250 000 barils supplémentaires : l'impact carbone ignoré
Chaque baril de pétrole brûlé libère environ 0,43 tonne de CO₂. Les 250 000 barils additionnels représentent donc 107 500 tonnes de dioxyde de carbone par jour, soit près de 39 millions de tonnes par an. Sur cinq ans, la durée de l'accord, l'impact carbone cumulé atteindra 195 millions de tonnes de CO₂. Aucune mention de compensation carbone, de capture de CO₂ ou de technologies de réduction des émissions n'apparaît dans les communications officielles. L'accord semble ignorer les engagements de l'Accord de Paris, que l'Irak a pourtant ratifié en 2021.
L'Irak verrouille sa dépendance aux hydrocarbures pour cinq ans
En signant ce contrat jusqu'en 2031, Bagdad hypothèque toute diversification énergétique à court terme. Le gouvernement d'Ali al-Zaïdi, arrivé au pouvoir récemment, aurait pu profiter de cette fenêtre de reconstruction pour amorcer une transition. Au lieu de cela, il renforce la monoculture pétrolière. Les infrastructures endommagées par les conflits depuis 2003 auraient pu être remplacées par des installations hybrides intégrant du solaire ou de l’éolien. Le sud de l’Irak bénéficie d’un ensoleillement exceptionnel, avec plus de 300 jours de soleil par an. Pourtant, l'Irak subit déjà les conséquences dramatiques du changement climatique, avec des températures dépassant 51 °C et des réserves d’eau en chute libre.
La RSE de Halliburton : greenwashing ou engagement réel ?
Halliburton communique abondamment sur ses « pratiques durables » et sa « responsabilité environnementale ». L'entreprise texane affirme réduire son empreinte carbone et développer des technologies propres. Pourtant, son cœur de métier reste l'extraction d'hydrocarbures. En 2025, Halliburton a enregistré 23 milliards de dollars de chiffre d'affaires, dont 94 % provenant des services pétroliers et gaziers. Ses investissements dans les énergies renouvelables représentent moins de 2 % de son budget recherche et développement.
Quels engagements environnementaux dans l'accord Bin Omar-Sinbad ?
Le communiqué du ministère du Pétrole irakien ne mentionne aucune clause environnementale contraignante. Ni norme d'émission maximale, ni obligation de réhabilitation écologique, ni participation à un fonds de transition énergétique. Les ONG environnementales dénoncent un « contrat du siècle dernier » qui fait l'impasse sur les standards internationaux. À titre de comparaison, les récents contrats pétroliers signés par la Norvège ou le Royaume-Uni intègrent systématiquement des objectifs de neutralité carbone et des mécanismes de suivi. L'accord irakien semble appartenir à une autre époque.
L'Irak aurait-il pu diversifier ses sources de revenus autrement ?

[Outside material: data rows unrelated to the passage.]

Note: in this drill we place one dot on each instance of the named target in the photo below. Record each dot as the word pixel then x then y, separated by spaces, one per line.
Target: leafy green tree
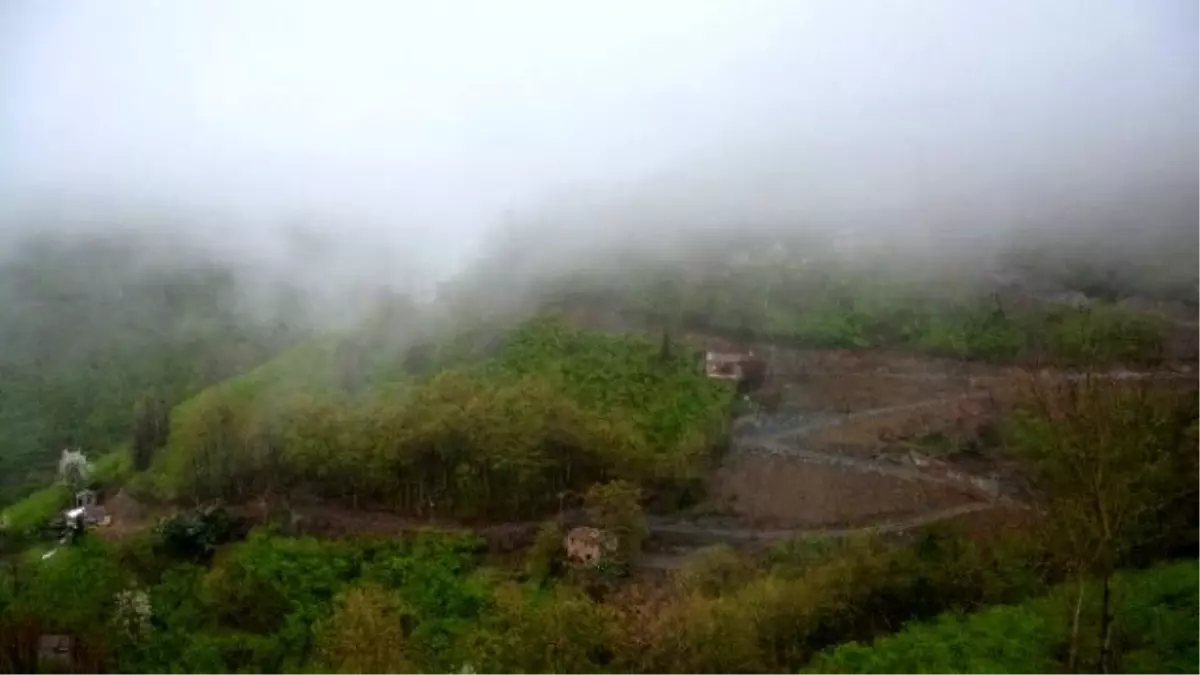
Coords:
pixel 365 635
pixel 1110 460
pixel 617 508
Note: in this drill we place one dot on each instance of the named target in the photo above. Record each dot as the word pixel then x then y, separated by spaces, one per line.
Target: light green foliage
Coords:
pixel 552 410
pixel 365 634
pixel 616 508
pixel 831 304
pixel 557 631
pixel 73 590
pixel 1158 617
pixel 547 554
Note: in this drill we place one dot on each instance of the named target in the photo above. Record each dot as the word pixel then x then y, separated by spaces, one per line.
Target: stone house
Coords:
pixel 587 547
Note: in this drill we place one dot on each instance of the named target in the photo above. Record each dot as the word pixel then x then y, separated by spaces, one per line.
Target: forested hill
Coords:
pixel 89 326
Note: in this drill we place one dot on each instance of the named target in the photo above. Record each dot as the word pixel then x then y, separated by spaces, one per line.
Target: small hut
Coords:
pixel 588 545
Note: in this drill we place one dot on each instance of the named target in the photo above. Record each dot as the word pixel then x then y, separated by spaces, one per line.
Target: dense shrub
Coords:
pixel 1158 611
pixel 557 410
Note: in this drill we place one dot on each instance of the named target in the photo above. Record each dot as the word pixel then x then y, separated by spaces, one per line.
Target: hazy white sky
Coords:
pixel 431 120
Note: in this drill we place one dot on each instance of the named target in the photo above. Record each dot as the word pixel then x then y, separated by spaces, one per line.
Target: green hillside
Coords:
pixel 497 429
pixel 89 328
pixel 1157 621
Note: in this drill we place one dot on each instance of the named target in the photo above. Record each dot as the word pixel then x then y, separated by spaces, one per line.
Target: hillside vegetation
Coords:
pixel 89 328
pixel 550 410
pixel 829 304
pixel 480 422
pixel 1159 610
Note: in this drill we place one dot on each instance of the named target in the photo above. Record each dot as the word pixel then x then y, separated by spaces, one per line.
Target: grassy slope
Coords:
pixel 671 406
pixel 1158 614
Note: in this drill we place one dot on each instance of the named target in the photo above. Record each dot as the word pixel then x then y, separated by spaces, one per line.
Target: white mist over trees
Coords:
pixel 403 133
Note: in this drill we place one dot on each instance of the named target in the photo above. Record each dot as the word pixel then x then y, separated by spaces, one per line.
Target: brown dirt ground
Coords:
pixel 773 491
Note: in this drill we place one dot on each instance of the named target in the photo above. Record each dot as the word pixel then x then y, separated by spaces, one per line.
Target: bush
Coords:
pixel 1158 623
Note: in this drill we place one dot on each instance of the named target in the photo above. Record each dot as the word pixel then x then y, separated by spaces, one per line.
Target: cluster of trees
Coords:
pixel 555 412
pixel 88 327
pixel 838 304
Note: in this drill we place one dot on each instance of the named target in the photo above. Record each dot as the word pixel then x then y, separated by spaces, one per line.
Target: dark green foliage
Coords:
pixel 555 410
pixel 151 428
pixel 195 536
pixel 88 327
pixel 546 556
pixel 1159 621
pixel 827 304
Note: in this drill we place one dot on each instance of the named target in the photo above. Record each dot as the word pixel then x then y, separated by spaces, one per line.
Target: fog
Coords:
pixel 354 143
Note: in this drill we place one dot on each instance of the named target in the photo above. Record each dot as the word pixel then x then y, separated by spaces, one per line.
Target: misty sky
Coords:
pixel 430 123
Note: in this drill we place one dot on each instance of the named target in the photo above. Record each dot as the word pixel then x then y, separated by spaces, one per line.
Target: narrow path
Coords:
pixel 760 435
pixel 701 536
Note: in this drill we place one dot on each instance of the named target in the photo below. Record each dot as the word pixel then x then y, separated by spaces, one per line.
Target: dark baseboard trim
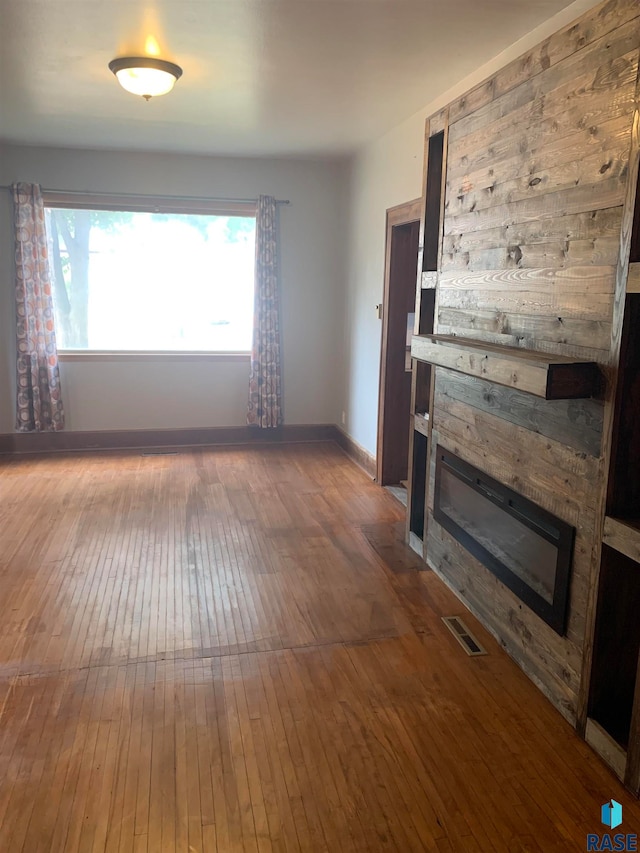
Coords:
pixel 52 442
pixel 356 452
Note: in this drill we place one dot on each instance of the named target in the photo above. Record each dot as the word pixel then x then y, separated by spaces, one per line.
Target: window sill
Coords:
pixel 150 355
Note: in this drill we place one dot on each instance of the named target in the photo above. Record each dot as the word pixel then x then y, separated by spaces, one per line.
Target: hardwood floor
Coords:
pixel 231 650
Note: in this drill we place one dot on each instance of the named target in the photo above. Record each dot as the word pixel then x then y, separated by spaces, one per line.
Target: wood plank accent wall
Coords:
pixel 537 171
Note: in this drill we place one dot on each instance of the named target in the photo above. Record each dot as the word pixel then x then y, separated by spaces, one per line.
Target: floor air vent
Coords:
pixel 463 635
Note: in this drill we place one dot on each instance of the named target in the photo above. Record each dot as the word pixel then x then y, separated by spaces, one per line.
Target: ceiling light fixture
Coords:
pixel 145 75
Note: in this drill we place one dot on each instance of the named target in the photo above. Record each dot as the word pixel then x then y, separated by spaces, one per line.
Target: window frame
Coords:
pixel 150 204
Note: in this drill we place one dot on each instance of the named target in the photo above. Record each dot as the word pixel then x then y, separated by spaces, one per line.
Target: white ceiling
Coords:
pixel 261 77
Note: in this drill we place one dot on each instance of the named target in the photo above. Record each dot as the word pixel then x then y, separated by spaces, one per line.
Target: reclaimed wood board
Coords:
pixel 550 377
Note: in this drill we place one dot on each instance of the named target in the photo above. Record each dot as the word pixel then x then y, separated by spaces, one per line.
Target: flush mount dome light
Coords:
pixel 145 75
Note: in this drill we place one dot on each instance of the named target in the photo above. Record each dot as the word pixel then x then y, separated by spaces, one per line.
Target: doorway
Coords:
pixel 401 267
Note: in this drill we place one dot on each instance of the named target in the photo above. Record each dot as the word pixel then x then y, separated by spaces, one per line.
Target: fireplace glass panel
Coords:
pixel 518 547
pixel 524 545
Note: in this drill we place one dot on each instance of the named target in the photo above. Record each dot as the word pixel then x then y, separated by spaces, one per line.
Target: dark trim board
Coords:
pixel 356 452
pixel 48 442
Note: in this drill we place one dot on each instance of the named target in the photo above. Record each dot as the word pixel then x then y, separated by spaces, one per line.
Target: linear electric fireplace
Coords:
pixel 526 547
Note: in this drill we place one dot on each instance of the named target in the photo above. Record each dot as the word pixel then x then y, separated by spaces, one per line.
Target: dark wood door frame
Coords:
pixel 402 214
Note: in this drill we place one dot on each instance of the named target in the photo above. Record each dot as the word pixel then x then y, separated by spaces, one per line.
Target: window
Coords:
pixel 152 277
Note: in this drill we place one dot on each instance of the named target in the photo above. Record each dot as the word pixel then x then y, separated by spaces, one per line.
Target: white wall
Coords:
pixel 386 173
pixel 139 395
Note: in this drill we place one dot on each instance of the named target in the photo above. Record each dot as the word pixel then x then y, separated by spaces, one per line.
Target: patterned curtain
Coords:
pixel 265 379
pixel 39 401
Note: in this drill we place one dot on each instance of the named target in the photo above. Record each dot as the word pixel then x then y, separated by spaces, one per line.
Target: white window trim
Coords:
pixel 150 204
pixel 151 355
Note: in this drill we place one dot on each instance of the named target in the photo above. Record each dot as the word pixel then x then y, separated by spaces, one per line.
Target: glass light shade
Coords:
pixel 145 76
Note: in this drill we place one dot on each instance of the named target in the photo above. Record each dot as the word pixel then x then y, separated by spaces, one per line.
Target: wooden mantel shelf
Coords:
pixel 551 377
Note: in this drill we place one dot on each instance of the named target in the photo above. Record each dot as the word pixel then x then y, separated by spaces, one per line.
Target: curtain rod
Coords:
pixel 145 196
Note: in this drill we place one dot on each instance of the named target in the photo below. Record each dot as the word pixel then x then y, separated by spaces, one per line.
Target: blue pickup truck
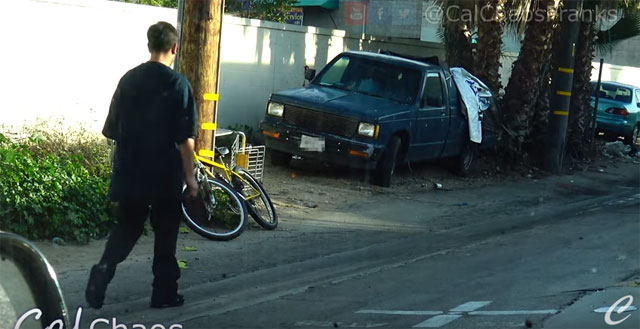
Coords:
pixel 372 111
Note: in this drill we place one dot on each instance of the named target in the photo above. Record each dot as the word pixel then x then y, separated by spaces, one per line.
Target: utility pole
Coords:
pixel 562 86
pixel 199 60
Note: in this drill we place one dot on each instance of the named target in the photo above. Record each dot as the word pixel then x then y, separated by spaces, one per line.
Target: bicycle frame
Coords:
pixel 226 174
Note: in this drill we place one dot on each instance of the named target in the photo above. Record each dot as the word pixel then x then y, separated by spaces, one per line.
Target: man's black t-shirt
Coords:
pixel 152 112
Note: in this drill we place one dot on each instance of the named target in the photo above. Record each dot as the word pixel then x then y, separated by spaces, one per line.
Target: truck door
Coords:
pixel 432 122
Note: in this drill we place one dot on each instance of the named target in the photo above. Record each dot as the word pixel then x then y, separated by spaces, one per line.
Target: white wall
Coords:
pixel 65 57
pixel 623 74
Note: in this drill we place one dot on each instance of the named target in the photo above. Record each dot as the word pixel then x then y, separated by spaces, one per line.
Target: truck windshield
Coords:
pixel 371 77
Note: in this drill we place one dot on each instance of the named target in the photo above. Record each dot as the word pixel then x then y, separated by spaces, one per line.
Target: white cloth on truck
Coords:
pixel 476 97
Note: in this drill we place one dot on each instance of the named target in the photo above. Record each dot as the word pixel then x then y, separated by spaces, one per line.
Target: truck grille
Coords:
pixel 320 121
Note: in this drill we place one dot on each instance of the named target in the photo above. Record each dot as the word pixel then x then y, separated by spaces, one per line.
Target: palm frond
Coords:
pixel 518 12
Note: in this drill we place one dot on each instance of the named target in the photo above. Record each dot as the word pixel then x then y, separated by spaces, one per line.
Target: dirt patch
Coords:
pixel 306 185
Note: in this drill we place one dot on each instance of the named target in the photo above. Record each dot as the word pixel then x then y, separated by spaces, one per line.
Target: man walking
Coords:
pixel 153 119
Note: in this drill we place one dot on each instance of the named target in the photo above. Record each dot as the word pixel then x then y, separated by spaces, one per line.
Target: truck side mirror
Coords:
pixel 309 74
pixel 432 101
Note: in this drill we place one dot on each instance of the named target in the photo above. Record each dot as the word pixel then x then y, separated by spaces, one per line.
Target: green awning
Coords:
pixel 328 4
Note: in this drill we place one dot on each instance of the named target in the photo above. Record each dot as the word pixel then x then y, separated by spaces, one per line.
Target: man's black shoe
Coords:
pixel 178 300
pixel 97 285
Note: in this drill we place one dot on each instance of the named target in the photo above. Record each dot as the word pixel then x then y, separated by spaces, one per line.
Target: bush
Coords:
pixel 54 184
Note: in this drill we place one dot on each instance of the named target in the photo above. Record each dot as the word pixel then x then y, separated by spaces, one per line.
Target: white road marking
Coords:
pixel 469 306
pixel 616 309
pixel 513 312
pixel 400 312
pixel 437 321
pixel 327 324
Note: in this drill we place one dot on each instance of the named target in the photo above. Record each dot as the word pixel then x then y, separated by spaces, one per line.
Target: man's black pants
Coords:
pixel 165 220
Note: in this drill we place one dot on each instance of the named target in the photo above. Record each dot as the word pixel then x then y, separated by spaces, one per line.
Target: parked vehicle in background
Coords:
pixel 618 110
pixel 372 111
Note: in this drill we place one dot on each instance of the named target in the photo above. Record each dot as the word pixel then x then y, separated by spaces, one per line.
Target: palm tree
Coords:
pixel 489 49
pixel 523 88
pixel 456 32
pixel 580 115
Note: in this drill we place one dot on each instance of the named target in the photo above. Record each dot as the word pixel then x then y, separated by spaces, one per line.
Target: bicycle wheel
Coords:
pixel 259 205
pixel 217 213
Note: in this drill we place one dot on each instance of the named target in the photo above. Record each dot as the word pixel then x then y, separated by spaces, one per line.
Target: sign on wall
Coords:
pixel 295 16
pixel 355 13
pixel 431 20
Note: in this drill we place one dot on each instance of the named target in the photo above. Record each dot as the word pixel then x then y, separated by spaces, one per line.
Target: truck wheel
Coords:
pixel 466 157
pixel 280 158
pixel 387 165
pixel 632 139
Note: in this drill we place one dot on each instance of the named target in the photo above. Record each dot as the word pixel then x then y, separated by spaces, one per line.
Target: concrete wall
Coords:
pixel 623 74
pixel 65 57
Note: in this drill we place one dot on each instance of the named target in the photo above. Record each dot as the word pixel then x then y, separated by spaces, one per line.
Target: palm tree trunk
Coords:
pixel 487 60
pixel 523 88
pixel 580 113
pixel 457 37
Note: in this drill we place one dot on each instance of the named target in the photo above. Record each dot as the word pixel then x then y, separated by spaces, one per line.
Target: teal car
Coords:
pixel 618 110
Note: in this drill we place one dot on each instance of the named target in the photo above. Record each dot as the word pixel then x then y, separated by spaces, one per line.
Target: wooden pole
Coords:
pixel 562 88
pixel 200 61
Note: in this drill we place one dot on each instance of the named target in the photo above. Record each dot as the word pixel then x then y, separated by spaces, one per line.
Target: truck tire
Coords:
pixel 464 161
pixel 387 165
pixel 279 158
pixel 632 139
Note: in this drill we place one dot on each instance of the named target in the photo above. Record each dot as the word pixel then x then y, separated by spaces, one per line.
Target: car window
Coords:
pixel 334 74
pixel 372 77
pixel 433 91
pixel 615 92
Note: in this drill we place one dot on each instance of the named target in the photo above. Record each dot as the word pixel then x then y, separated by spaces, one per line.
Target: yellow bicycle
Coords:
pixel 225 196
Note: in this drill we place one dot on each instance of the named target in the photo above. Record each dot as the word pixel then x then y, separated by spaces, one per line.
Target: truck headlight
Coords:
pixel 275 109
pixel 366 129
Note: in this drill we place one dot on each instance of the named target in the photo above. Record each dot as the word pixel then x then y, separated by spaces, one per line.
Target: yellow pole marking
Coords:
pixel 206 153
pixel 211 97
pixel 209 126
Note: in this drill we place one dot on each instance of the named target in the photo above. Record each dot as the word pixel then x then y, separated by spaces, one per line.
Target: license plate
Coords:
pixel 312 144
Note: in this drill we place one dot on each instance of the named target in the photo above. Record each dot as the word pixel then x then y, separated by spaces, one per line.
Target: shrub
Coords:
pixel 54 184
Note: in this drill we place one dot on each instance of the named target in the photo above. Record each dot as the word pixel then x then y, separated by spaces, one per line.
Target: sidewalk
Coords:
pixel 590 311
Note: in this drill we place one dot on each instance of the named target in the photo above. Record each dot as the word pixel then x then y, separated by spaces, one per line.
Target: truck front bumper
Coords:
pixel 337 150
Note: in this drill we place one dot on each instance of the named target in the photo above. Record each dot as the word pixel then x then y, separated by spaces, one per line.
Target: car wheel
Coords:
pixel 387 165
pixel 464 161
pixel 280 158
pixel 633 138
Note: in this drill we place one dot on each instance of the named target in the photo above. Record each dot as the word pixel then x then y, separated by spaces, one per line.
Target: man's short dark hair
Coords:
pixel 161 36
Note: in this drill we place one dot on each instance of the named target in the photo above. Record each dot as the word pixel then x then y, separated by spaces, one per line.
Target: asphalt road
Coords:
pixel 540 255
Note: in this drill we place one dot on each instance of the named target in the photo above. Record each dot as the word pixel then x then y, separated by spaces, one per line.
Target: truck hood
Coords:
pixel 340 102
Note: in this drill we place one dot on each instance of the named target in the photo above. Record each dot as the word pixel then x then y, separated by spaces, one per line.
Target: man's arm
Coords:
pixel 186 152
pixel 111 127
pixel 187 130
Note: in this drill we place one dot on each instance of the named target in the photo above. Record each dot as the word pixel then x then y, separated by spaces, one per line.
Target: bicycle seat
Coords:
pixel 222 151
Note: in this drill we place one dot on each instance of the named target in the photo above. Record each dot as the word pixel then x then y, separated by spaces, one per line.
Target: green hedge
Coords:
pixel 54 184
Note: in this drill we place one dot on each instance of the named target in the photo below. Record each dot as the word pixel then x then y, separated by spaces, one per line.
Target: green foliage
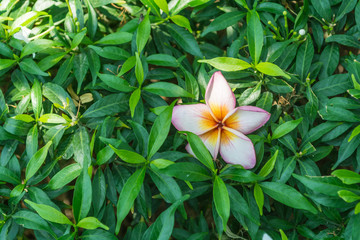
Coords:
pixel 88 90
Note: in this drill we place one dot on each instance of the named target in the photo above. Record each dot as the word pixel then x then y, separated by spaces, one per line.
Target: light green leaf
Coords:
pixel 227 64
pixel 49 213
pixel 271 69
pixel 36 161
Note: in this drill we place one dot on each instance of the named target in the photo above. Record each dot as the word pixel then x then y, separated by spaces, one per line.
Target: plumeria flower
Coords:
pixel 220 125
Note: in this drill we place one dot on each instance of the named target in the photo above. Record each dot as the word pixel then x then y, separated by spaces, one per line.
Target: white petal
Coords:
pixel 236 148
pixel 195 118
pixel 247 119
pixel 219 96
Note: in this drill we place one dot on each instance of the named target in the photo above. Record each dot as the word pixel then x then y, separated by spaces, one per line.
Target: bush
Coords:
pixel 88 150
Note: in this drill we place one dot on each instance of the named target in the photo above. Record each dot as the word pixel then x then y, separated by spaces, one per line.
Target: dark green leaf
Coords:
pixel 49 213
pixel 128 194
pixel 82 196
pixel 287 195
pixel 255 35
pixel 111 104
pixel 221 200
pixel 36 161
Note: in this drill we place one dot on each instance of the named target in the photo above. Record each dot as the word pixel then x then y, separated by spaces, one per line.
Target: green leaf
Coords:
pixel 64 71
pixel 287 195
pixel 221 200
pixel 81 147
pixel 143 33
pixel 127 196
pixel 223 21
pixel 52 118
pixel 227 64
pixel 115 82
pixel 347 176
pixel 98 191
pixel 19 80
pixel 36 98
pixel 279 86
pixel 24 20
pixel 266 101
pixel 167 186
pixel 240 207
pixel 57 95
pixel 28 65
pixel 255 35
pixel 160 130
pixel 187 171
pixel 24 118
pixel 344 39
pixel 49 213
pixel 323 7
pixel 330 60
pixel 357 209
pixel 36 161
pixel 115 38
pixel 327 185
pixel 49 61
pixel 78 38
pixel 9 176
pixel 166 89
pixel 32 141
pixel 91 223
pixel 133 101
pixel 92 19
pixel 259 197
pixel 37 45
pixel 271 69
pixel 269 165
pixel 81 66
pixel 64 176
pixel 333 85
pixel 128 64
pixel 346 149
pixel 111 104
pixel 82 196
pixel 162 60
pixel 250 95
pixel 6 63
pixel 129 156
pixel 160 163
pixel 304 58
pixel 181 21
pixel 285 128
pixel 184 39
pixel 237 173
pixel 5 50
pixel 348 196
pixel 17 127
pixel 139 71
pixel 283 236
pixel 200 150
pixel 163 6
pixel 31 220
pixel 113 53
pixel 162 228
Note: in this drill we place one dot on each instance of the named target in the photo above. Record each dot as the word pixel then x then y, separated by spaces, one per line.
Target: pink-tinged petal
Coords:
pixel 194 118
pixel 246 119
pixel 219 96
pixel 236 148
pixel 211 140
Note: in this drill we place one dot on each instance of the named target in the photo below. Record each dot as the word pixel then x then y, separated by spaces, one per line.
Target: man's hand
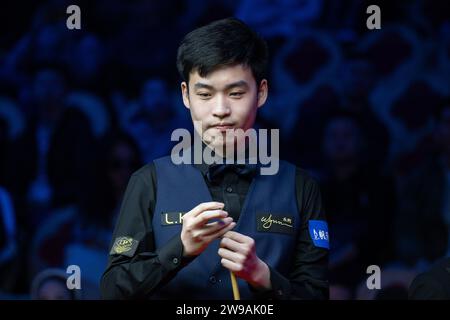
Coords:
pixel 197 233
pixel 238 254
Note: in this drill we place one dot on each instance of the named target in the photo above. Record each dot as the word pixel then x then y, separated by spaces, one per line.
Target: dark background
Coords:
pixel 80 110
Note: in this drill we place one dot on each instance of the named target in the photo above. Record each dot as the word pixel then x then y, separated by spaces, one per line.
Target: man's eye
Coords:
pixel 203 95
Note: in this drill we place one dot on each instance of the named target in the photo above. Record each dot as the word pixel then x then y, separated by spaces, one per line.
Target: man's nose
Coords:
pixel 221 108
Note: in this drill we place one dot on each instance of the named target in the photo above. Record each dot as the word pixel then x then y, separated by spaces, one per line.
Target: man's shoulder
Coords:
pixel 145 172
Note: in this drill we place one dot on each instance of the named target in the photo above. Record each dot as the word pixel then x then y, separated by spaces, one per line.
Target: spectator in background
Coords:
pixel 359 202
pixel 152 120
pixel 422 227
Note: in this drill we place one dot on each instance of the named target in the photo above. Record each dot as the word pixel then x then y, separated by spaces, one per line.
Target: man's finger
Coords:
pixel 236 236
pixel 213 205
pixel 230 255
pixel 230 244
pixel 213 227
pixel 230 265
pixel 221 232
pixel 205 216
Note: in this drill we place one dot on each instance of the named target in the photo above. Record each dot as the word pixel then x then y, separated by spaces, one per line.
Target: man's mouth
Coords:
pixel 223 126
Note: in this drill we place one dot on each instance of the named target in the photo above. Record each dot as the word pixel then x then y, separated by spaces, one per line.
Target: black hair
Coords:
pixel 225 42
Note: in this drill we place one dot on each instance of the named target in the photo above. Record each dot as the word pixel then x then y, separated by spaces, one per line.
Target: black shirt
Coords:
pixel 140 274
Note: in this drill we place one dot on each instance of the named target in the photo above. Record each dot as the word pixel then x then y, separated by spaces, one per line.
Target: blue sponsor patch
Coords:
pixel 318 230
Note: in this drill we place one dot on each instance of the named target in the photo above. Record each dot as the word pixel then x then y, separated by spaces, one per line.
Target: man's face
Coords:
pixel 226 99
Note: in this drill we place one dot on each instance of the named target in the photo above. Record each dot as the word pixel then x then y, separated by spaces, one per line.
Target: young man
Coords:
pixel 263 228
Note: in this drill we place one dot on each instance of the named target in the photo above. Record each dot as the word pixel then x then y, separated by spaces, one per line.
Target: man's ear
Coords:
pixel 185 94
pixel 263 91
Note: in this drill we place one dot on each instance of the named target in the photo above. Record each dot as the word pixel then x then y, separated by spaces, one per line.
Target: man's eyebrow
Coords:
pixel 241 83
pixel 200 85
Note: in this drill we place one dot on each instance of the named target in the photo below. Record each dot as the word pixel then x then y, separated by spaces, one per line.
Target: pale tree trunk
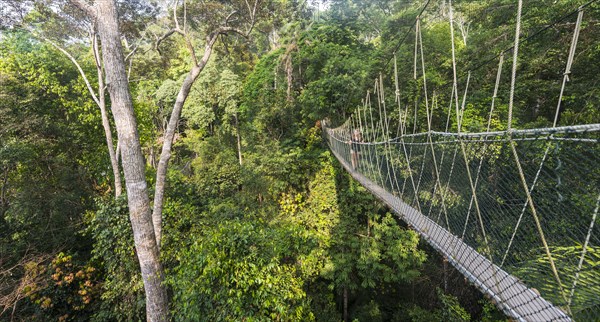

La dépendance à 90 % au pétrole expose l'Irak à la volatilité des cours mondiaux. En 2020, l'effondrement des prix avait plongé le pays dans une crise budgétaire sévère. Diversifier les revenus par le tourisme, l’agriculture irriguée moderne ou les technologies vertes aurait permis de réduire cette vulnérabilité. L’Arabie saoudite voisine investit massivement dans son plan Vision 2030, qui prévoit 50 % d’énergies renouvelables d’ici 2030. Les Émirats arabes unis ont inauguré en 2023 la centrale solaire de Noor Abu Dhabi. Il s’agit de l’une des plus grandes au monde. L’Irak, lui, recule.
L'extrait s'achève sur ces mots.